CS 334: Indexing

Submit electronically your answers to the following.

When discussing a sparse index, one needs to think about the level of sparsity. One extreme version of a sparse index is so sparse that contains merely a single entry (or perhaps none at all). Another extreme version is simply a dense index. What level of sparsity is optimal? Be precise.

Think back to the plain old simple binary search trees (BSTs) as you saw then in your Data Structures course: these were just binary search trees where each node contained a key value, and two pointers. Answer each of the following questions with a sentence or two of explanation.
1. Are BSTs an ordered index (as your DB textbook defines an ordered index)?
2. Are BSTs, as you saw them, sparse or dense?
3. In a DB context, one also makes the distinction between primary and secondary indices.

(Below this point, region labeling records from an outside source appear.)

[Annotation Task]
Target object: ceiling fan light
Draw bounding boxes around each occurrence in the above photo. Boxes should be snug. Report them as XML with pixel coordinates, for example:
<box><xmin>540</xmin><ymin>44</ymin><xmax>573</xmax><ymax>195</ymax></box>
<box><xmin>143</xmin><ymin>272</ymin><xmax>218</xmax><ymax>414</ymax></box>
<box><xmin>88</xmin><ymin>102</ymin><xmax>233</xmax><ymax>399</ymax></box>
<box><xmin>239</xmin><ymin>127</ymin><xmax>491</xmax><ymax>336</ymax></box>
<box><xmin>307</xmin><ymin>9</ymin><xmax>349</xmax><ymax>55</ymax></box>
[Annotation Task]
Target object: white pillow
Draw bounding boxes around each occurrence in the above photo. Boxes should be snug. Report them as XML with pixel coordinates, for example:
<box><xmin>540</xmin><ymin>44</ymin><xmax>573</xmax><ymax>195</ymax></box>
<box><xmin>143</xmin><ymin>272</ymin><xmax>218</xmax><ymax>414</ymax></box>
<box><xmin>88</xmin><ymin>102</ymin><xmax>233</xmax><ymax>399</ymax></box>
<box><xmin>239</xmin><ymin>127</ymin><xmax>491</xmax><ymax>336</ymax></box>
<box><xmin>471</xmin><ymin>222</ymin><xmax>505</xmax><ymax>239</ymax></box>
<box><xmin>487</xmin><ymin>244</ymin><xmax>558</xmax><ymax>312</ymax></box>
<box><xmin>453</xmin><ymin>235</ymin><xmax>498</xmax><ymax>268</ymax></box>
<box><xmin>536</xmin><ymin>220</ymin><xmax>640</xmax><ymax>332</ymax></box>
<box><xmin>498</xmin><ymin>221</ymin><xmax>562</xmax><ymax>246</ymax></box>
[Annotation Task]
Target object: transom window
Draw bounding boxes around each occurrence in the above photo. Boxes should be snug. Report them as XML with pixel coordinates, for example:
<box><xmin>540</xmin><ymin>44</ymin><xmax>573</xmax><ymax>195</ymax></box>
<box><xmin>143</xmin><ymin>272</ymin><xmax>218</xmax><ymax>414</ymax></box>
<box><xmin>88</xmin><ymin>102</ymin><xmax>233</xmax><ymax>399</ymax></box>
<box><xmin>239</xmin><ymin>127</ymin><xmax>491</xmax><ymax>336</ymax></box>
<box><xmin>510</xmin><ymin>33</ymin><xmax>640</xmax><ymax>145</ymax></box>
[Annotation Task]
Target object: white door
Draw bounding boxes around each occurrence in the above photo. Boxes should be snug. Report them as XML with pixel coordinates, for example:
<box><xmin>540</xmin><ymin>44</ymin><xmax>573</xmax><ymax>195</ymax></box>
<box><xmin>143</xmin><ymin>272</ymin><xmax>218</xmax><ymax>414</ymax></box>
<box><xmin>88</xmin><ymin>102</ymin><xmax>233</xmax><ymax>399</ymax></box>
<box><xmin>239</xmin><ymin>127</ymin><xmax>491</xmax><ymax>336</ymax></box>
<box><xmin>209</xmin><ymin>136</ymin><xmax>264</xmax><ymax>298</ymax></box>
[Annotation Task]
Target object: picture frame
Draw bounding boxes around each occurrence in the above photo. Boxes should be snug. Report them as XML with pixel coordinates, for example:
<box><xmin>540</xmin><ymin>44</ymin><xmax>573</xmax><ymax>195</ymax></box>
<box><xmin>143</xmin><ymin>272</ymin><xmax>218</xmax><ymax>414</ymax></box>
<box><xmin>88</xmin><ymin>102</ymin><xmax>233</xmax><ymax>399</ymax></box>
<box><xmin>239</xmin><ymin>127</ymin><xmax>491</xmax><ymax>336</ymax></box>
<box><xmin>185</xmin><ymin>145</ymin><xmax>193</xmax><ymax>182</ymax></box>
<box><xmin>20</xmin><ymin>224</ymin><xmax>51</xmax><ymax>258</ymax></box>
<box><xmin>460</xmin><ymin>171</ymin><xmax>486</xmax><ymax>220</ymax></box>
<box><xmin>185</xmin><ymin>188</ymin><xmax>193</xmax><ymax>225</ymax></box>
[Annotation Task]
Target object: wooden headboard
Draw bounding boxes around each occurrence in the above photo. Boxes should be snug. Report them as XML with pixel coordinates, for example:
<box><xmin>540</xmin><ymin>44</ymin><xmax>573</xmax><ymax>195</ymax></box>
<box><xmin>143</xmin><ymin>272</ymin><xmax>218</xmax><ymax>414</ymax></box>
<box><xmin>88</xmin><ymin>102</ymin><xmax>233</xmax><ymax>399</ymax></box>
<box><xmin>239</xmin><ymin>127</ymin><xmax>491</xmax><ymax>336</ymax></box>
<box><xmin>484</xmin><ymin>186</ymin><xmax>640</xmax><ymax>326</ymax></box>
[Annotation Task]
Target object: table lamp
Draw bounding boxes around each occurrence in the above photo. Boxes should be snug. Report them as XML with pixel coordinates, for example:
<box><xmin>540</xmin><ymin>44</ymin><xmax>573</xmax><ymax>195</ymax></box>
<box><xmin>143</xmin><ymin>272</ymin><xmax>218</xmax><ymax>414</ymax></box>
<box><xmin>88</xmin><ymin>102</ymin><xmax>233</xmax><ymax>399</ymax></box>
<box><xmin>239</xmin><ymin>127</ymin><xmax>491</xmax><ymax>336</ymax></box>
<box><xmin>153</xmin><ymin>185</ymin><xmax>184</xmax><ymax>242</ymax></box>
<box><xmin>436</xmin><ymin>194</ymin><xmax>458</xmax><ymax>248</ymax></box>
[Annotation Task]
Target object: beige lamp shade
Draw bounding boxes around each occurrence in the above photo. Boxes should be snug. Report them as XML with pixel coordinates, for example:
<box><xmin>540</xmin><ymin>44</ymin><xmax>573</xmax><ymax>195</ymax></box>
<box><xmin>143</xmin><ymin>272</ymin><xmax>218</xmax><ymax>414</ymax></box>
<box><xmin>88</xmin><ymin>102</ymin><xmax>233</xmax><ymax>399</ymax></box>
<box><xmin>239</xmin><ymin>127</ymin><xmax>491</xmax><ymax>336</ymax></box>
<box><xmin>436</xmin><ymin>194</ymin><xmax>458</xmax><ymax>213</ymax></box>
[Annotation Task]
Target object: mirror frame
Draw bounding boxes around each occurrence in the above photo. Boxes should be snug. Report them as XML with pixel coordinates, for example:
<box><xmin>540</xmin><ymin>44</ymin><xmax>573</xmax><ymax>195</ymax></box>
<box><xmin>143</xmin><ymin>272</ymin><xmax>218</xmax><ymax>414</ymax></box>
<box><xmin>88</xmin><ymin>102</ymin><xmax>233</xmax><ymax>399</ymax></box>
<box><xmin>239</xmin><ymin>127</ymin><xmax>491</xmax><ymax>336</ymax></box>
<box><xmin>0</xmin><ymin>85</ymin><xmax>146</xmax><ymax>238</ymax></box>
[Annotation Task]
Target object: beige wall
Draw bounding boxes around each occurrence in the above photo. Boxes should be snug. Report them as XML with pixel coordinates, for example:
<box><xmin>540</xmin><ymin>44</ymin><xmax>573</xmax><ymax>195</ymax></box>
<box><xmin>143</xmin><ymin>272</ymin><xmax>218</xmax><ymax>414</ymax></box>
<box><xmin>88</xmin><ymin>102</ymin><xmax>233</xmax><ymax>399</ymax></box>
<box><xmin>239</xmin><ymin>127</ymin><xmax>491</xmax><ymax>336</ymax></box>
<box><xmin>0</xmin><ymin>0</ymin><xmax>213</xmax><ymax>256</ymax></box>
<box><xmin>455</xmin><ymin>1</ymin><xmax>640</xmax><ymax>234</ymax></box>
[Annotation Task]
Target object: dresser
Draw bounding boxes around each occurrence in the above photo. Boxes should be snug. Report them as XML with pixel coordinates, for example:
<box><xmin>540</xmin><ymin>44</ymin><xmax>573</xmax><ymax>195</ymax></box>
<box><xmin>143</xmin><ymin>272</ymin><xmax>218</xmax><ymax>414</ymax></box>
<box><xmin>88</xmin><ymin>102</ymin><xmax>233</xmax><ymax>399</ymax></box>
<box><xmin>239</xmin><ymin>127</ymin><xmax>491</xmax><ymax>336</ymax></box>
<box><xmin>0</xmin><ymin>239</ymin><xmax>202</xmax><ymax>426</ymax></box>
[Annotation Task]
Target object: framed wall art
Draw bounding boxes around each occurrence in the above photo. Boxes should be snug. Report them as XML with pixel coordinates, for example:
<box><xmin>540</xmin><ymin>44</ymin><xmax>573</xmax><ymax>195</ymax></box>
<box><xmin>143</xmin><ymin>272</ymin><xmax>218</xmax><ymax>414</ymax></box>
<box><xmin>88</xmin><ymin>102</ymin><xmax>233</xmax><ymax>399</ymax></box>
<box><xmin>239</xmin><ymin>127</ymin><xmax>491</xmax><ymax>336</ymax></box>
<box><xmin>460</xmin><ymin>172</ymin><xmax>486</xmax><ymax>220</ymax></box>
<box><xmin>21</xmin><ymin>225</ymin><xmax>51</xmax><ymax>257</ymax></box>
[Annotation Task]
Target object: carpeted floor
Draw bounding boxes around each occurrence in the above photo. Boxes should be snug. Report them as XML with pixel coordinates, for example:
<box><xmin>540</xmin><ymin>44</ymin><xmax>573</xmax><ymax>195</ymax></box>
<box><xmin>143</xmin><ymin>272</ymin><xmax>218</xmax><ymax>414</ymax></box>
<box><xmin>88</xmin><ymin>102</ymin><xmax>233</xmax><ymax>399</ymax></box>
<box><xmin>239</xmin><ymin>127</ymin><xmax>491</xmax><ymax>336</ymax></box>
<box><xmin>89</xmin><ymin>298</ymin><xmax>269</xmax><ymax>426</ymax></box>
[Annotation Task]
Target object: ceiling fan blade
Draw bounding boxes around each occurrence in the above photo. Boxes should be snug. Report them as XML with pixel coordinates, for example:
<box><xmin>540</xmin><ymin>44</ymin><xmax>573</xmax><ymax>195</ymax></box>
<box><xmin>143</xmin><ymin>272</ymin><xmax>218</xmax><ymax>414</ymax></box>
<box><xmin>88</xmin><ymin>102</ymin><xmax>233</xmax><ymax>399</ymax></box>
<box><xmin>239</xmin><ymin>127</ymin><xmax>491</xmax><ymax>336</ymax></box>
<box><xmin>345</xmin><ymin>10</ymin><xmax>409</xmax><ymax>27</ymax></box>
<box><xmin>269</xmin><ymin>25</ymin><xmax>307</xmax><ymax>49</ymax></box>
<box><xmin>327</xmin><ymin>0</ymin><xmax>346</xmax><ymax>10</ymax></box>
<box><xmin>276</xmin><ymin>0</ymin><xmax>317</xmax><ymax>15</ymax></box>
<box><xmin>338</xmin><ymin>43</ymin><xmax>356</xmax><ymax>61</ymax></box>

Explain why this distinction doesn't fit well into BSTs as they are typically presented in a Data Structures class.

Index-sequential files, also known as ISAM, are wonderful for doing lookups on large databases that don't change much. Suppose that we build an ISAM on a sorted file where each page in the index has room for 20 search keys and pointers. Suppose that the sorted file itself is sequential on disk, that every page in that file is completely filled, and that records within this file have a fixed width.

If the sorted file itself has 30,000 pages in it, how many levels will the ISAM have (not including the sorted file itself)? Give me a number, but also give me the short mathematical formula that enables you to determine that answer.
Based on your answer above, how many page accesses are needed to obtain a record with a specific search key?

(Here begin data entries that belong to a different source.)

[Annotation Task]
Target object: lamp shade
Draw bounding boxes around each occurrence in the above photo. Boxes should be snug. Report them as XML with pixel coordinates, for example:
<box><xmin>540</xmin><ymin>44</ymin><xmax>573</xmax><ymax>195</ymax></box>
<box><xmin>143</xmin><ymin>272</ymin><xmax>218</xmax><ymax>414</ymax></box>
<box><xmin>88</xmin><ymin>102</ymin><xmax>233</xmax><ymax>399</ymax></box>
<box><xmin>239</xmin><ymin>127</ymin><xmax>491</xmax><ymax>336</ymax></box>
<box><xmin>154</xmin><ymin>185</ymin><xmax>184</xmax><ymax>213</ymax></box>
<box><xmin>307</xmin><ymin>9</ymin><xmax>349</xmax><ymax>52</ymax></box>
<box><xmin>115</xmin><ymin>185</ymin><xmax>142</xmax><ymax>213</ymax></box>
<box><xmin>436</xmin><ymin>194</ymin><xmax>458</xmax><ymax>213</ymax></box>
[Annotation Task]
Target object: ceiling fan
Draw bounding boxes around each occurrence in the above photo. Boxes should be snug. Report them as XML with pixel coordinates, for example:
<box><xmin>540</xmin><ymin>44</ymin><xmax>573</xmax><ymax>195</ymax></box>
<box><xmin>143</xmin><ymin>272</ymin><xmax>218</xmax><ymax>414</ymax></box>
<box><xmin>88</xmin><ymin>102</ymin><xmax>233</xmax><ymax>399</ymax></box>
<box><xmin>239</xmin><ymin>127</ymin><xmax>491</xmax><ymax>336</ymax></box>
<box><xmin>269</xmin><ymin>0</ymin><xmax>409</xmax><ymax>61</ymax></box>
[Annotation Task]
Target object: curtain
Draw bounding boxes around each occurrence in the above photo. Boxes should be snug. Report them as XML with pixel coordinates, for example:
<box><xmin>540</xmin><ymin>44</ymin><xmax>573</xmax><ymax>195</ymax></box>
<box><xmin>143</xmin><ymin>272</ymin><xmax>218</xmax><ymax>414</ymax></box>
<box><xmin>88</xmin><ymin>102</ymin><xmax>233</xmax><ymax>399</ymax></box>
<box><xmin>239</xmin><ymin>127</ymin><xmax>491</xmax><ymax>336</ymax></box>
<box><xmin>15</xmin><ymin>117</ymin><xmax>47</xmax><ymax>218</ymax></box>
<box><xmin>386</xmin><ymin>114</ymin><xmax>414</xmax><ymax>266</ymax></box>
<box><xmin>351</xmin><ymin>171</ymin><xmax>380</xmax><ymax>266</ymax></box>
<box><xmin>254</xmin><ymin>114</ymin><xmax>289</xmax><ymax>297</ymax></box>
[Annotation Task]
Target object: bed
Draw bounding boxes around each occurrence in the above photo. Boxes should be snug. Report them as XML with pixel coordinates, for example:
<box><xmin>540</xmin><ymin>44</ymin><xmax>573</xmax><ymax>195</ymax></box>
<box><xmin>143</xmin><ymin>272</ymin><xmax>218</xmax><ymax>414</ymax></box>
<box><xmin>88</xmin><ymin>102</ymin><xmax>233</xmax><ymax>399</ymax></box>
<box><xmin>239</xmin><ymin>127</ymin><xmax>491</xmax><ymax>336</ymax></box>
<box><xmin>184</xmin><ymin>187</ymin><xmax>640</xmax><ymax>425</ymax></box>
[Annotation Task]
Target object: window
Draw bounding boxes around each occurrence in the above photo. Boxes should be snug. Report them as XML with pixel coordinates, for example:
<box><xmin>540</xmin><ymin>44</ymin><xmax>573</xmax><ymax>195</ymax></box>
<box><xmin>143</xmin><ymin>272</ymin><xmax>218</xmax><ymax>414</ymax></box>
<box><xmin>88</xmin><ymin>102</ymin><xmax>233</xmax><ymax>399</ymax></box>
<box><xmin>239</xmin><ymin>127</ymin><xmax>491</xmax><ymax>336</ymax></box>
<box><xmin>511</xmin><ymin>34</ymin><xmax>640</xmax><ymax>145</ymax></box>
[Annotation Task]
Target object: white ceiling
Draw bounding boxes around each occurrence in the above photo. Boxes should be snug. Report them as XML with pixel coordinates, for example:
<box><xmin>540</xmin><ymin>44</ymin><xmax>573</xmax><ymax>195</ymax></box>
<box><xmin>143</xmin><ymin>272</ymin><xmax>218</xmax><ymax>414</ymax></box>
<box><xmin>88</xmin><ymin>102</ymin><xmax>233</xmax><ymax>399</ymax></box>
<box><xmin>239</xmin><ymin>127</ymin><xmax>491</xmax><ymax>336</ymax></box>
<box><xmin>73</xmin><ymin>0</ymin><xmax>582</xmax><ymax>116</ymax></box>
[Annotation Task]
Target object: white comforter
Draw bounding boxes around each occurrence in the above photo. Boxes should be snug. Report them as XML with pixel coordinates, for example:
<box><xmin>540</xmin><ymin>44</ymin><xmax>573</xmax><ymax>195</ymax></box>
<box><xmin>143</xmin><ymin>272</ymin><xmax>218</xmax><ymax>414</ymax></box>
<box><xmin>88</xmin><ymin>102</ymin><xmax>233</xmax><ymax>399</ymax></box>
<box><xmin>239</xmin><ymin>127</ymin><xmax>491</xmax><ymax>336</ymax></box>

As a continuation of the previous question, suppose that I proposed ISAM as a new topic to be discussed in a Data Structures course. In Data Structures, it is always assumed that all data fits in memory. So instead of a sorted file of records, let's instead assume that I have a sorted array of records. I then create an ISAM on that arary where each node in the ISAM has 20 search keys and pointers.

Since everything is now in memory, there's no need to discuss pages or blocks. (I carefully chose the word "node" above instead of "page.") Suppose that the lowest level of my in-memory ISAM contains 30,000 nodes, to be consistent with the previous example. How many nodes in the ISAM must be accessed in order to reach an actual record in the array? Give me a number, but also give me the short mathematical formula that enables you to determine that answer.
In general, if I have an in-memory ISAM with n nodes at the bottom level and k records per page, what would be my big-O estimate of the amount of work to find a particular record in the array based on its search key?
The previous question hopefully pointed out a gaping hole in the ISAM approach we've discussed: it never came up at all what algorithm we use to find a particular search key within an ISAM node. Why? The technique you choose to use is critical to your answer to the previous question.
Here's a related followup question: in this course, we seem to be emphasizing trees with wide fan-out (many children). In Data Structures, one typically emphasizes trees with only 2 children (though there is a balanced tree algorithm with 3 children.) Why the dramatic distinction? If so many children work well in databases, why not do it for in-memory algorithms also?